L’attaque des États-Unis a fait 100 morts, selon Caracas

L’attaque au cours de laquelle les États-Unis ont capturé Nicolas Maduro à Caracas a fait 100 morts, a annoncé mercredi le ministre vénézuélien de l’intérieur Diosdado Cabello, selon qui le président vénézuélien déchu et son épouse ont été blessés pendant l’opération.

« Jusqu’à présent et je dis bien jusqu’à présent, il y a 100 morts, 100, et un nombre similaire de blessés. L’attaque contre notre pays a été terrible », a affirmé Diosdado Cabello lors de son émission hebdomadaire à la télévision publique.

« Cilia (Flores, l’épouse de Maduro) a été blessée à la tête et a reçu un coup au corps. Le camarade Nicolas a été blessé à une jambe. Heureusement, ils se remettent de leurs blessures », a-t-il ajouté.

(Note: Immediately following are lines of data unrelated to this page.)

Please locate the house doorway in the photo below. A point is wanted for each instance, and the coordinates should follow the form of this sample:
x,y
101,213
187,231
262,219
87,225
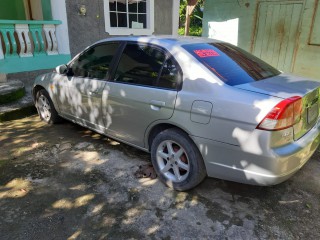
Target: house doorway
x,y
277,32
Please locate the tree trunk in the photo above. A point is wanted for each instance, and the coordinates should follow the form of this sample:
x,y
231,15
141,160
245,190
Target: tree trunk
x,y
189,10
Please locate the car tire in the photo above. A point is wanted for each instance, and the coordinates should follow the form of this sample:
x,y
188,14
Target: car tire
x,y
177,160
45,108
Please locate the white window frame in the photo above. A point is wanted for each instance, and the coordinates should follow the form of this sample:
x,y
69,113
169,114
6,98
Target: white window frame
x,y
126,30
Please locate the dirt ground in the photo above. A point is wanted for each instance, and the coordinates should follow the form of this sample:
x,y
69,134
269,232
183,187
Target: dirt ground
x,y
66,182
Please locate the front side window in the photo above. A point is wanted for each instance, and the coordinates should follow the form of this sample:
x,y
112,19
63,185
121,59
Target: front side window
x,y
147,66
124,17
231,64
95,62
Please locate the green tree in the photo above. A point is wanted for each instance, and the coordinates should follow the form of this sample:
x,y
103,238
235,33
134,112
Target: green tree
x,y
195,18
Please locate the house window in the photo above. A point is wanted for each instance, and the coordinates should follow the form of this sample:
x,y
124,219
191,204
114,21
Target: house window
x,y
125,17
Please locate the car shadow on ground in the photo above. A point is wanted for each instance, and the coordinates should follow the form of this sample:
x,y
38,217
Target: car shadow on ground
x,y
64,181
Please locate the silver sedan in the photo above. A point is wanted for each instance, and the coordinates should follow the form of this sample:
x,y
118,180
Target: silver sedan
x,y
200,107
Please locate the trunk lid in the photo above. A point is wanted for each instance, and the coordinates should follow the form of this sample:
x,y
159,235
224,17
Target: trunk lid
x,y
285,86
282,86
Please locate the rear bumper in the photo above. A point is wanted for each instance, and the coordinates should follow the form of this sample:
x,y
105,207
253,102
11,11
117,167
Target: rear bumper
x,y
260,165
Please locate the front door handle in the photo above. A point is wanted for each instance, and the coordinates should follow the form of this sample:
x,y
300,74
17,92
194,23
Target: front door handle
x,y
156,105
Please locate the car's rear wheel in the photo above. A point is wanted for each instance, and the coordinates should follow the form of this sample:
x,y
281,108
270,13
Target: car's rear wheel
x,y
45,107
177,160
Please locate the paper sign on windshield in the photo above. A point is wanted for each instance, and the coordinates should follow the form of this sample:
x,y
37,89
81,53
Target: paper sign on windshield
x,y
206,53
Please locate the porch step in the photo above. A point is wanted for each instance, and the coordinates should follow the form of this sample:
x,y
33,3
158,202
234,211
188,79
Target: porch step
x,y
20,108
11,91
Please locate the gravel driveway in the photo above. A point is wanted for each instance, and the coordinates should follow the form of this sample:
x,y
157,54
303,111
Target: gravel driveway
x,y
66,182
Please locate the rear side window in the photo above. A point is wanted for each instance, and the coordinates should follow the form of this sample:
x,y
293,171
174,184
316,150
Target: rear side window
x,y
147,66
95,62
231,64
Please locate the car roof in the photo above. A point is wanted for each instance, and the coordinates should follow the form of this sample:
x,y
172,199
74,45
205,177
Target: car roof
x,y
165,41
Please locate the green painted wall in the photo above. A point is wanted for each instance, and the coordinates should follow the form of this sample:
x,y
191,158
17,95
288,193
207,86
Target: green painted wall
x,y
12,10
46,10
305,58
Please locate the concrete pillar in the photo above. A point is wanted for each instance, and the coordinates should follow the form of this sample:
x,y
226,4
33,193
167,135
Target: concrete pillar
x,y
3,77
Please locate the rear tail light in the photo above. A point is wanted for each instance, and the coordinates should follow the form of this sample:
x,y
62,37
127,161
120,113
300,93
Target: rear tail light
x,y
284,115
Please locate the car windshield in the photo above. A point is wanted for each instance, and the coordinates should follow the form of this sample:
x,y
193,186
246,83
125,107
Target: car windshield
x,y
231,64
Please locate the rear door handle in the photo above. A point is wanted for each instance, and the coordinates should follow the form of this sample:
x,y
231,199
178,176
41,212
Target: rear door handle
x,y
93,93
156,105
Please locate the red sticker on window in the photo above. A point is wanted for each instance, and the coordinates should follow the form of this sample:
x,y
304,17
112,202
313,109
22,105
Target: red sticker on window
x,y
206,53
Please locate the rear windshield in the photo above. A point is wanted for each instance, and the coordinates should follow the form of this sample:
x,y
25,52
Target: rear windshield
x,y
231,64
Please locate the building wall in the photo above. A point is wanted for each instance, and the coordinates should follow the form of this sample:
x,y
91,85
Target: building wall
x,y
12,10
85,30
305,55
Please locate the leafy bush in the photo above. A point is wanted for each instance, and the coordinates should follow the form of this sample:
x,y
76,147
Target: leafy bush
x,y
194,31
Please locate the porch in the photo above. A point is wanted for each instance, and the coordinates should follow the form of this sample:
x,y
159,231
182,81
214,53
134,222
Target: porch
x,y
27,45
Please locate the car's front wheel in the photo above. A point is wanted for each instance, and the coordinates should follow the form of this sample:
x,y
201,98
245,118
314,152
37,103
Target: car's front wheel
x,y
45,107
177,160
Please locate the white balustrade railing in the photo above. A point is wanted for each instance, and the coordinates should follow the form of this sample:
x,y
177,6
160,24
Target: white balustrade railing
x,y
28,38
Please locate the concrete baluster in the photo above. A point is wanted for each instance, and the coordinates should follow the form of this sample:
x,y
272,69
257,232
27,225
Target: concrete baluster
x,y
50,33
25,42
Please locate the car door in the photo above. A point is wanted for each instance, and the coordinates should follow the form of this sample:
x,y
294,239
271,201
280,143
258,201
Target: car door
x,y
143,89
84,84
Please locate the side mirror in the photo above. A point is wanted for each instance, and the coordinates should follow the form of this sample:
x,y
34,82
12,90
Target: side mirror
x,y
62,69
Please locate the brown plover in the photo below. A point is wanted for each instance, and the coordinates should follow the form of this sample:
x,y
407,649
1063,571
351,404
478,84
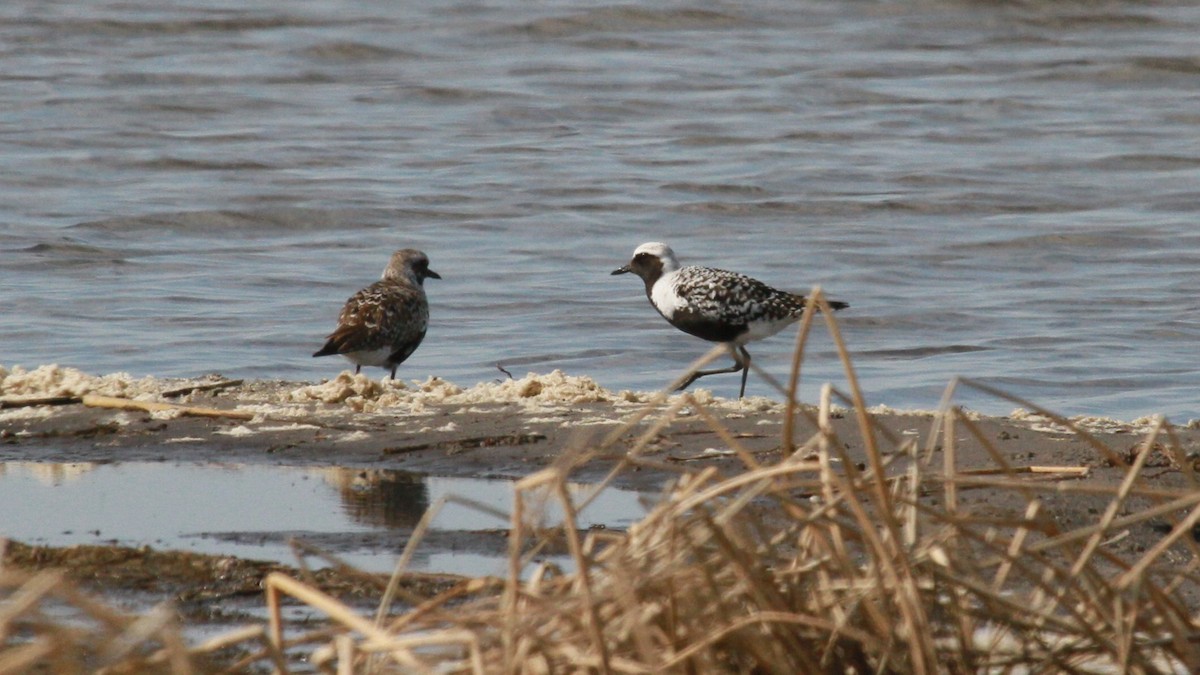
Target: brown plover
x,y
384,323
714,304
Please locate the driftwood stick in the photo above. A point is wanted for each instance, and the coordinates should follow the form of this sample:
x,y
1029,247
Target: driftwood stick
x,y
27,401
95,401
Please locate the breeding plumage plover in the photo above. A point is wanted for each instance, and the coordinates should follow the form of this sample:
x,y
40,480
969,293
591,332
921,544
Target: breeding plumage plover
x,y
383,323
714,304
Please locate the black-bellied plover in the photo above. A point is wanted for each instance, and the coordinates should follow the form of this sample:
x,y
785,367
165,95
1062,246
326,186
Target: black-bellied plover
x,y
714,304
383,323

Trump entend « dicter » les décisions du Venezuela

Les États-Unis entendent « dicter » jusqu’à nouvel ordre les décisions des autorités du Venezuela, en gardant en particulier le contrôle de la commercialisation du pétrole vénézuélien pour une durée « indéterminée », a fait savoir mercredi l’administration Trump.

Confirmant encore cette emprise américaine, Donald Trump a affirmé que le Venezuela n’achèterait que des produits fabriqués aux États-Unis avec les recettes du pétrole commercialisé par Washington, aux termes d’un accord passé avec Caracas.

« Nous restons en étroite coordination avec les autorités par intérim et les États-Unis vont continuer à dicter leurs décisions », a dit la porte-parole de la Maison-Blanche, Karoline Leavitt. « Nous disposons évidemment d’un effet de levier maximal », a-t-elle ajouté.

Le président colombien Gustavo Petro et son homologue américain Donald Trump, qui s’invectivent depuis des mois par médias interposés, ont tenu leur tout premier entretien téléphonique mercredi faisant suite à des menaces répétées de frappes américaines en Colombie.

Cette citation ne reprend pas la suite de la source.